365 Days, 524 Recipes, 1 Tiny Apartment Kitchenby Libby Allen / 12.11.2009
How One Girl Risked Her Marriage, Her Job, and Her Sanity to Master the Art of Living. So goes the pitch for the Julie/ Julia Project, which began as the blogged chronicle of 30-year-old New York administrative worker, Julie Powell, over the year she spent preparing all 524 recipes in Julia Child’s 1961 bestseller Mastering the Art of French Cooking. The blog gathered a mass following and turned to a book, which in turn became Nora Ephron’s film Julie and Julia, in which Amy Adams and Meryl Streep reprise their outstanding 2008 partnership in Doubt.

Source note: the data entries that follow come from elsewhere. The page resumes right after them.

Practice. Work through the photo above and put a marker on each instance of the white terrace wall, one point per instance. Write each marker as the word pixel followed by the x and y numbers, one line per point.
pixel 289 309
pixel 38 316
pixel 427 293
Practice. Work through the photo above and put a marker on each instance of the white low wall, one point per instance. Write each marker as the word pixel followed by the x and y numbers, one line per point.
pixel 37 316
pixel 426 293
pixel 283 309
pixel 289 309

Besides Doubt, in which she played the dogmatic Sister Aloysius with gruesome understatement, Meryl Streep has been taking large roles lately. From The Devil Wears Prada to that gross Abba film, it’s all been pretty over the top, and here, again, she takes on Julia Child like a super-sized whirlwind. Child was an enormous presence, in physicality and character, and the film goes far to acknowledge this with little tricks along the way like undersized sets so that Streep would appear huge in them and alongside her husband in the film, the excellent Stanley Tucci. What Julie and Julia does is tell two parallel stories. Two women, separated by time and geography and class and more, both passionate about food, both intent on sharing that passion through their cooking. It is a dual telling of story which we have seen before, and the film is in no way extraordinary in structure or theme, but it works. It is quite lovely. What is perhaps the only extraordinary thing here is a Nora Ephron movie which is for once not about romantic pursuit of a man for a woman, or vice versa. Oh, there’s romance; domestic drama and couples in love and couples in conflict, but the central relationships are between two women and their food; a telling of how cooking can bring meaning to two otherwise unremarkable lives and how Julie and Julia affirm their respective purpose and passion through what they cook.

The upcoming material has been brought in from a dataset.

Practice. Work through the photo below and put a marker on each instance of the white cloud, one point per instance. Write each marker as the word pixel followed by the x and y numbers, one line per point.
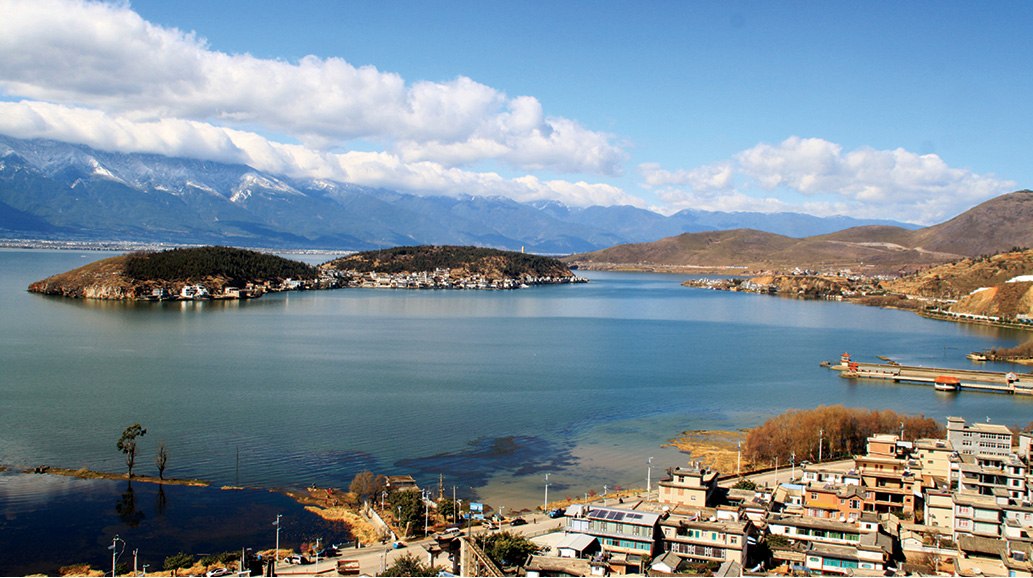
pixel 201 140
pixel 865 183
pixel 106 57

So, in the writing of the film Ephron draws on two true-life stories: Child’s (credited as being the cook who ‘brought French cuisine into the American kitchen’) memoir of life in 1940s/50s France and Powell’s account of her attempt to cook all of Child’s recipes from her small Brooklyn kitchen. Streep is certainly offered the more appealing character and plotline, dominating the film with her panto-ish (and bizarrely accurate) take on Julia Child. Amy Adams does the type of sweetness we know she can do, and inhabits a less interesting story, but a necessary and endearing one no less.

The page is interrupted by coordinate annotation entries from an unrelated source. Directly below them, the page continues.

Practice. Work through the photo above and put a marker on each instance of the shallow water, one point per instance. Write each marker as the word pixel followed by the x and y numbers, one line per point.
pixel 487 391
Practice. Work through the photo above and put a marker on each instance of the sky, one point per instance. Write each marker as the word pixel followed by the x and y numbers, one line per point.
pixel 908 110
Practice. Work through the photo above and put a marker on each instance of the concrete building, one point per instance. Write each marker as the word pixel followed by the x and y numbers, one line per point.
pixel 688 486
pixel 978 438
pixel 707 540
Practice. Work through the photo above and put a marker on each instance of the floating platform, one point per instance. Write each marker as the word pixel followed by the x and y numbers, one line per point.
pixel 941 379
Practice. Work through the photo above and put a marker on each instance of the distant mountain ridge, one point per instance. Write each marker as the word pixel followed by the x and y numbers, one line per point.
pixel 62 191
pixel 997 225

With the climax of the film being, on Child’s part, the publication of her book and foreshadowed leap into stardom once the film is through, and for Powell, the completion of her year (perhaps the first thing she has completed, entirely, alone) with the treacherous boning of a duck, this is not a film which will excite all its viewers. It is a chick flick where food is romanticised above men, where the crucial parts of a feel-good are present and the almost-obligatory domestic dramas satisfy; carried by superb performance. It is not a piece of great significance for many, but for a sap like me, into writing and cooking and too-strong sentimentality, Julie and Julia works, wonderfully.